- The Irish Times says tensions between Russia and the US deepened yesterday as US president Donald Trump said relations with Russia were at an "all-time low", with Moscow rejecting US calls to withdraw support for Syrian president Bashar al-Assed.
- The paper says Fianna Fáil has called on the Government to set aside money for water charges refunds in next October's budget, after the publication of the final report of the Oireachtas committee on water charges, which recommended that thousands who paid water bills receive their money back.
- In business, the Irish Times says former mortgage holders with Irish Nationwide Building Society who were denied a tracker rate over the past decade will not receive any compensation from the liquidators of IBRC as part of an industry-wide Central Bank review. The news emerged in a written answer from Finance Minister Michael Noonan to Sinn Féin's Pearse Doherty.
- The paper reports on a survey carried out by the Institute of Directors, in which almost half of the respondents said conflicts of interest were widespread within Irish boardrooms. One in five said their board did not have a conflict of interest policy.
- The Financial Times says British companies face being frozen out of lucrative European space contracts after the European Commission laid out new terms for the latest phase of work on the €10 billion Galileo satellite system, demanding the right to cancel existing contracts without penalty if a supplier is no longer based in the EU.
- In companies news, the FT says KPMG has fired six people, including the head of its US audit practice, after the professional services firm found they had improperly received advance warning of audits that the accounting watchdog planned to inspect.
- The paper says Italian luxury goods group Prada yesterday reported its lowest full-year profit since it floated in Hong Kong in June 2011, even though it said last year marked a turning point and that it was "on the pathway to sustainable growth".

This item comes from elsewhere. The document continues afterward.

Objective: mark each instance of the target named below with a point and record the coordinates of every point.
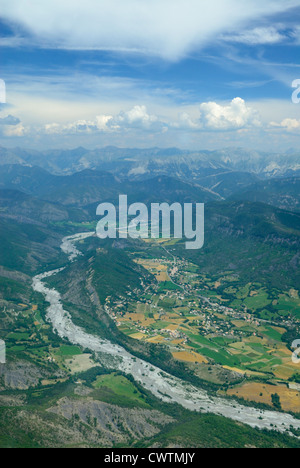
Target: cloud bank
(166, 28)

- The FT says supermarket group Tesco made further strides in its turnaround efforts last year, recording its first full-year increase in underlying UK sales in seven years, but profits were dragged down by a record payment relating to its 2014 accounting scandal.
- The Irish Independent leads with a warning from Dairygold chairman James Lynch that rural Ireland faces being decimated by a hard Brexit. The chairman of the farmer-owned co-op said that if Brexit led to tariffs and customs controls, it would hit the dairy sector in particular.

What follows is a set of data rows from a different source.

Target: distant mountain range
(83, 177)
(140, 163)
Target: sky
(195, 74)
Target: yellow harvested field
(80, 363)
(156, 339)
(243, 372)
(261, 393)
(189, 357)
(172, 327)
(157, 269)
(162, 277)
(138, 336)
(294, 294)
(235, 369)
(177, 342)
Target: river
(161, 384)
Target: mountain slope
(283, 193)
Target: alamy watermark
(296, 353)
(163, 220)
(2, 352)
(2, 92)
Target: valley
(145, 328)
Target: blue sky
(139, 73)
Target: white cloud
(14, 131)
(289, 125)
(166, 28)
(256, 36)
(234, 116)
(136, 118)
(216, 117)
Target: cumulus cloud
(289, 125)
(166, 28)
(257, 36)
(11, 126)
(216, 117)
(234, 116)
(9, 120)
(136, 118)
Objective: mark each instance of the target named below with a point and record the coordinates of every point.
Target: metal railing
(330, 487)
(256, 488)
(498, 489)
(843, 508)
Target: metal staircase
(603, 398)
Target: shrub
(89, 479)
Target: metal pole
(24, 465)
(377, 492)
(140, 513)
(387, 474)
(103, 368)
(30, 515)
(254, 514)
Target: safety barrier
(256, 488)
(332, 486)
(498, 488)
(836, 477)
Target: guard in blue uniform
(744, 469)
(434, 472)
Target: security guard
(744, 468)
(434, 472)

- The paper says Fine Gael has been told by general secretary Tom Curran that political reforms which could boost its chances ahead of a general election cannot be put in place until a new leader is appointed.

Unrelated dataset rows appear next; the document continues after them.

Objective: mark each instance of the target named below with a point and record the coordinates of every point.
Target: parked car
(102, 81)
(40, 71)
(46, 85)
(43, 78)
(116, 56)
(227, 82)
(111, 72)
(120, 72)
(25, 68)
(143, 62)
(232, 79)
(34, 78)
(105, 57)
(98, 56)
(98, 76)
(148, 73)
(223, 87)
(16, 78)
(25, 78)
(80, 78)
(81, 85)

- In business, the Irish Independent says the Central Bank has issued a rebuke to a number of international lenders operating in Ireland for failing to meet regulatory obligations. While no enforcement proceedings are underway, the regulator has set a deadline for action by the banks.
- The paper says fast-growing technology firm Qualtrics has pledged to employ "hundreds more people" at its European headquarters in Dublin following a fresh $180m equity injection from its private equity backers. It already has more than 250 staff in Dublin.
- The Irish Examiner leads with news that around 9,000 families will not receive childcare supports from September as promised in Budget 2017 because the Government has failed to pass the required legislation. It quotes Fianna Fáil's children's spokeswoman as saying that the "botched" scheme puts a squeeze on middle-income families.
- The paper also has a warning from Dairygold on Brexit, with chief executive Jim Woulfe saying it will have a "gigantic and profound" effect on rural Ireland's economy, which would not be offset by potential gains from financial services and IT.
- In business, the Examiner says accumulated profits at Sabra Management Ltd, a firm owned by former Irish rugby captain Jamie Heaslip, more than doubled to €135,235 last year.
- The paper says shares in Providence Resources jumped more than 7 per cent in Dublin yesterday on the back of the exploration company's reporting a near €4m narrowing of annual losses to €20.5m. Providence closed the year debt-free, with nearly €32m in available cash.